Being hauled from his sleep to dissect a just-caught giant squid was a dream come true for AUT PhD student Ryan Howard. Freshly arrived from the US to study marine biology under AUT’s Dr Kat Bolstad, it was his first encounter with the huge species and something he'd wanted to do since he was 12.
Dr Bolstad had arranged for Ryan to join the NIWA (National Institute of Water and Atmospheric Research) research vessel Tangaroa during its month-long January voyage on the Chatham Rise, to collect samples for his PhD research on the anatomy of deep-sea squid eyes.
The giant squid (Architeuthis dux) and several glow-in-the-dark sharks were surprise finds for NIWA scientists surveying hoki. When they spotted huge tentacles in a trawl net pulled from a depth of 442m at around 7am, Ryan was asleep, having worked a 3pm to 3am shift.
“When someone came and woke me, I couldn’t believe it. I was still waking up but really excited.” He says at 4-5 metres long it was still on the small side, but the biggest he’d ever seen. “It took six or seven of us to carry it. Having [NIWA fisheries scientist} Darren Stevens allow me to run the dissection was great. I got really lucky.”
Because there are several fully intact giant squid specimens on mainland New Zealand, the crew decided to take nearly 50kg of samples of the scientifically valuable bits including the eyes, head, stomach and reproductive organs. Stevens says NIWA researchers catch a giant squid about once a decade.

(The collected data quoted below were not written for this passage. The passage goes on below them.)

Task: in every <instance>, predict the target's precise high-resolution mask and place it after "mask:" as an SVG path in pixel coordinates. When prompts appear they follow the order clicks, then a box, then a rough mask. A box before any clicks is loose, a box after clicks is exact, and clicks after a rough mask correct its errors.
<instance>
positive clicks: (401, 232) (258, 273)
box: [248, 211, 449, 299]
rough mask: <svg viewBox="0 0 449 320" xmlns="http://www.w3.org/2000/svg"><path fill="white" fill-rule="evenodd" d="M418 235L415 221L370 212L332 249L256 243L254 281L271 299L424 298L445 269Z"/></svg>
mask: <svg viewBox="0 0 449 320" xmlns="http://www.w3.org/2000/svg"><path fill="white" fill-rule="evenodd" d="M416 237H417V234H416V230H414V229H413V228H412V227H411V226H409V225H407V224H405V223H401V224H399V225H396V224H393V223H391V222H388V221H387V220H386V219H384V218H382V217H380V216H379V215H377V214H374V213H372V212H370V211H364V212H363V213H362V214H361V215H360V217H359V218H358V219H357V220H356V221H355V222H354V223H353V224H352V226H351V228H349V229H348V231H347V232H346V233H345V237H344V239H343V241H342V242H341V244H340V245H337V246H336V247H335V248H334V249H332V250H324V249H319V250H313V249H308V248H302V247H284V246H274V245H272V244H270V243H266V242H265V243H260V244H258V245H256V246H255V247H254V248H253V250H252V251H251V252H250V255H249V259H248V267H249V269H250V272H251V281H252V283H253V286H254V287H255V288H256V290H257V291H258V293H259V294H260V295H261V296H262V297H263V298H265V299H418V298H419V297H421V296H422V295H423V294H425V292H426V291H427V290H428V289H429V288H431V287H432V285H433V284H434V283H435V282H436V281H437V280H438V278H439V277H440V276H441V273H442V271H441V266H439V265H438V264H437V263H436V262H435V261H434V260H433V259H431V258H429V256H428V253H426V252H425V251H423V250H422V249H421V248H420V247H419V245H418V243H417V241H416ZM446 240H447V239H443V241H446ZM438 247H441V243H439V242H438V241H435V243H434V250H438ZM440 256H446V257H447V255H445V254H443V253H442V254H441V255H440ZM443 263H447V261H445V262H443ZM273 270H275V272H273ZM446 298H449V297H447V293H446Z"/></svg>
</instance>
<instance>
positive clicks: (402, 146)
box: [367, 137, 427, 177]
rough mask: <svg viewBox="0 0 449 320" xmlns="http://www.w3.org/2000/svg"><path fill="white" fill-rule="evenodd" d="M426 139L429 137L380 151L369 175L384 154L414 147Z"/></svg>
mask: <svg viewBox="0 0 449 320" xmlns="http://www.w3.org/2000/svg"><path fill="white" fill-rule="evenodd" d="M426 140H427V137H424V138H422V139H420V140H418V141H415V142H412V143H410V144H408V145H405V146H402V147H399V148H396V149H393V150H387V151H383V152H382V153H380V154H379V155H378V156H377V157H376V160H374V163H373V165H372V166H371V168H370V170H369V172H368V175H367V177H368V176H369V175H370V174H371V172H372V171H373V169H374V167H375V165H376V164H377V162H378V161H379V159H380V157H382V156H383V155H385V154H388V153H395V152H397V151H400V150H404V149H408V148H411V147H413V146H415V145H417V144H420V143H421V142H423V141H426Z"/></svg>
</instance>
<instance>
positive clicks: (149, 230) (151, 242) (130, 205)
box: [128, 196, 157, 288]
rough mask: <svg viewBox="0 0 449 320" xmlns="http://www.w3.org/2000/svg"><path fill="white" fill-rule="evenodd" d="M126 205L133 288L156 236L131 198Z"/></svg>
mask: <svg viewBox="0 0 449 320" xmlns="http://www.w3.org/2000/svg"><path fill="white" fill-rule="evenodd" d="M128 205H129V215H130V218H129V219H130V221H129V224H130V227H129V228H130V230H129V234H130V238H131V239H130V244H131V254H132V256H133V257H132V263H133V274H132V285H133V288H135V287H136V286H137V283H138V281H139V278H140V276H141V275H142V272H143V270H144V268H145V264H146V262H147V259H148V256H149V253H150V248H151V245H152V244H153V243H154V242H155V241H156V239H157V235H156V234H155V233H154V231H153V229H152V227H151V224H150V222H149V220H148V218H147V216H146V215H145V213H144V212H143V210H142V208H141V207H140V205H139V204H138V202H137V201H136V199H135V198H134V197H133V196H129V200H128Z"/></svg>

It was the ideal catch for Ryan, who having done bachelor’s and master’s degrees at UC, Santa Cruz and San Francisco State University, came to AUT to research photoreceptors in the retinas of deep-sea squids.

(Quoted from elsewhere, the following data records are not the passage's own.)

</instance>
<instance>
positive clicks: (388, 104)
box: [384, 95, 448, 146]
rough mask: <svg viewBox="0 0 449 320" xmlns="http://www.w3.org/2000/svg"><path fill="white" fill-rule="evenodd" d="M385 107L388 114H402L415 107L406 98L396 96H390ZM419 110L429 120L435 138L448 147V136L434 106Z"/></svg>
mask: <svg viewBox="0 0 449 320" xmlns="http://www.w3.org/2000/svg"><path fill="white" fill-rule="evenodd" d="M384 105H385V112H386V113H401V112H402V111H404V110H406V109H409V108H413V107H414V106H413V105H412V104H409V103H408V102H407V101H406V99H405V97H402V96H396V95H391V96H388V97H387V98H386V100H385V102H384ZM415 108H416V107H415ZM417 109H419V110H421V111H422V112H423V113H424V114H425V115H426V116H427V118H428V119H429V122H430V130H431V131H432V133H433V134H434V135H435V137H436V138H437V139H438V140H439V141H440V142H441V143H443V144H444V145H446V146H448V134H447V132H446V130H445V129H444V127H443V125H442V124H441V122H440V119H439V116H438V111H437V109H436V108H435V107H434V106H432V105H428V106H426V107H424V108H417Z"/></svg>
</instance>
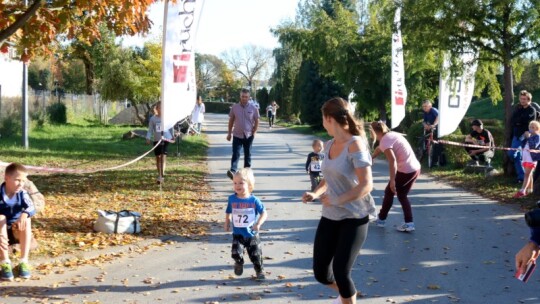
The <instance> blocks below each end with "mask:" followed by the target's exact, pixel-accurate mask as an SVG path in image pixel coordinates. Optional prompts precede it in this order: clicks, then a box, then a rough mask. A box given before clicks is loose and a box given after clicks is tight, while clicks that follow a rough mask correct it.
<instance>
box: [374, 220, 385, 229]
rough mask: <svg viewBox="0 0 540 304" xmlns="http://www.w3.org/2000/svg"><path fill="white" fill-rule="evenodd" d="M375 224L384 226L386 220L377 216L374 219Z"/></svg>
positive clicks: (377, 226)
mask: <svg viewBox="0 0 540 304" xmlns="http://www.w3.org/2000/svg"><path fill="white" fill-rule="evenodd" d="M375 225H377V227H384V226H386V220H381V219H380V218H377V219H376V220H375Z"/></svg>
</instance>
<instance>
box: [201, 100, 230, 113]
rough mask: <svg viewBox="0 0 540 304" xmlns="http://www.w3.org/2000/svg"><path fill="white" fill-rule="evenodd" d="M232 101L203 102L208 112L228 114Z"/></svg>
mask: <svg viewBox="0 0 540 304" xmlns="http://www.w3.org/2000/svg"><path fill="white" fill-rule="evenodd" d="M233 104H234V103H231V102H216V101H207V102H205V103H204V106H205V108H206V112H208V113H221V114H229V111H230V108H231V107H232V105H233Z"/></svg>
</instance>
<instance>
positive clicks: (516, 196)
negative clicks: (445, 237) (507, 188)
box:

“We think the growth of these photoreceptors may be disproportionate to the growth of the rest of the eye and this might be a mechanism that triggers the squid to move from shallow water to deeper.
“Some species spend their entire lives in deep water, and some start shallow and descend. It could be that retinal development determines which environment the squid wants to live in, and this could be consistent across species. We don’t know yet.”
Ryan says he has always harboured a fascination for cephalopods (squid, cuttlefish, octopus, nautilus), their camouflage behaviour and how they perceive each other and their prey.
“I’ve always been interested in biology, how life works and how evolution can create different solutions to the challenges of living; especially in the weirder species. When I was nine years old, I joined a science club at my elementary school, and we got to do a squid dissection. I was fascinated by this organism which was so alien. I got to take home the ink sac and the eye but when I walked in the door to our house I tripped and dropped squid ink all over the floor.”
He says someday he’d like to be a professor at an institute and have his own cephalopod lab. He also has a background in science camps for children and would like to open his own science camp one day.